1. Field of the Invention
This invention relates to a method for partially smoothing retouch techniques in electronic reproduction of color images, and more particularly to the production of corrected and retouched color separations by means of an electronic image processing system.
2. Prior Art
In electronic reproduction, three signals representing measured primary color values are produced by a color scanner by means of opto-electronic scanning, such signals representing the color components red, green and blue of the scanned image points. A color correction computer corrects the color by altering the measured value signals and generates color separation signals therefrom which are required for the production of color separation. Color separation signals represent a measure of the amounts of ink required in the later printing.

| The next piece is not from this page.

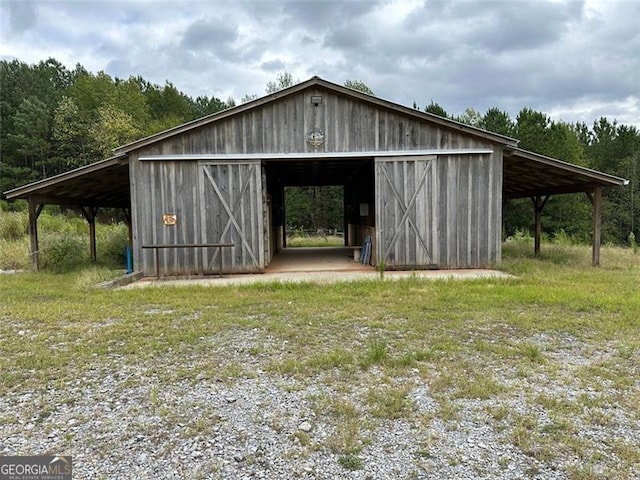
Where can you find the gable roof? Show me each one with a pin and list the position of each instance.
(318, 82)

The color separation signals are digitized and deposited in a storage medium as digital color values of each point in an image.
In an image processing system, the stored color values of various individual masters can be united according to a layout plan to form a data set for an overall page. Also, partial retouches (in which the color value and/or tint value is corrected) can be carried out. Partial retouches, i.e., retouches limited to selectable, limited image parts, are necessary in order to optimize the correction which has been carried out in the color correction computer or to make editorial changes.
For the purpose of recording the retouched color separations, the corrected color values are read out of the memory medium, then converted back into analog color separation signals, and then supplied to a color scanner in which the rastered or unrastered color separations "magenta", "cyan", "yellow" and "black" are exposed for the production of printing forms.
A method for electronic partial retouch has been proposed in the U.S. Pat. No. 4,393,399 in which the digital color values are changed under visual control on a color monitor, image-point-by-image-point. The disclosure of this patent is incorporated hereinto by reference. Such retouching is partially in accord with the desired retouch effects in the color image, or in the color separation, by correction values which are image point-dependent. The image point coordinates of the color values to be retouched, and the desired amount of retouch, are determined with the assistance of a coordinate pen of a coordinate identification device. To this end, the retoucher guides the coordinate pen across the image part to be retouched like a retouch brush, and the retouch degree for the individual image points is derived from the positions where the coordinate pen contacts the corresponding image points. In order to be able to retouch larger image parts more quickly, the plurality of image points covered with each contact of the coordinate pen within an image point area must be increased, this corresponding to an enlargement of the "brush surface".
When copying images with sharp transitions from one surface into another, the subjective impression of a relief image arises, suggesting the impression that the images were not copied into one another but rather, onto one another. Therefore, a typical retouch job requires, among other things, the partial defocusing, flattening or weakening of such contours (density skips).
Another retouch job is the partial matching, leveling or smoothing of different color or tint values of an image.
Although flattenings and matchings can be carried out with the retouch method specified in the cited patent, such a process is time-intensive, particularly when smooth transitions without noticeable density stages are to be achieved, since the coordinate pen must be conducted over the image part to be retouched in movements which lie close to one another.